When President Donald Trump visited the island after Hurricane Maria in 2017 and upset locals by tossing rolls of paper towels into a crowd, he did so while in an English-language evangelical church that is part of the Calvary Chapel movement based in California (and started by the guy played by Kelsey Grammer in the new Jesus Revolution movie). Just as many see the paper towel moment as emblematic of the inability of Trump (or the U.S. government) to sympathize with Puerto Ricans, it could also symbolize an approach to faith that tosses in some quick fixes instead of addressing the systemic problems.
“The Christianity from the United States that was brought here has been incredibly instrumental to facilitate that colonialism,” Jessica Vazquez Torres told me. “The way the Christianity manifested here as a kind of upper-middle-class, middle-class centric faith had a lot to do with how you stratify the nation, how you suppress political voice.”
She noted that Christian missionaries did a lot of good, like building hospitals and schools. But they didn’t do that to emancipate the nation.
Luis Calderon Reyes similarly told me that the diversity of churches on the island is much like in the States: “We have conservative churches, more liberal churches, churches that are more involved in the political issues, and some that are more involved in the social issues.” And there is even political mobilizing there with a party “organized around Christian Nationalism” that hopes to “gain power” to legislate “ultra-conservative” policies.

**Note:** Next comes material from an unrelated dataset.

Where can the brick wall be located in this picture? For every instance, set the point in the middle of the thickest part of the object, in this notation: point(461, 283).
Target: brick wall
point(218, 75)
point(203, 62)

As in the States, churches can be found on various sides of the debates over the future and what society should look like.
All of this should raise questions about what Christians can do beyond hosting politicians to throw paper tolls during a photo op. We must find ways of addressing and repairing the damage from centuries of Christian complicity with colonialism, and we should work toward significant political, economic, and legal changes for the betterment of Puerto Ricans today.
“Christians in the U.S. have a particular responsibility to advocate for the sovereignty of all of the nations the U.S. holds, Puerto Rico included,” Vazquez Torres said. “But to not just be like, ‘Okay, we’re leaving, good luck.’ But to advocate for a kind of reparative, emancipatory processes that actually repair the nations. Here, that would include repairing all of the ecological damage that the U.S. military left. It would involve repairing the ecological damage from pharmaceutical corporations. It would include repairing the health system that has been broken. It would include repairing the education system.”
These are our neighbors. We must not merely pass them by to get to a private hotel beach.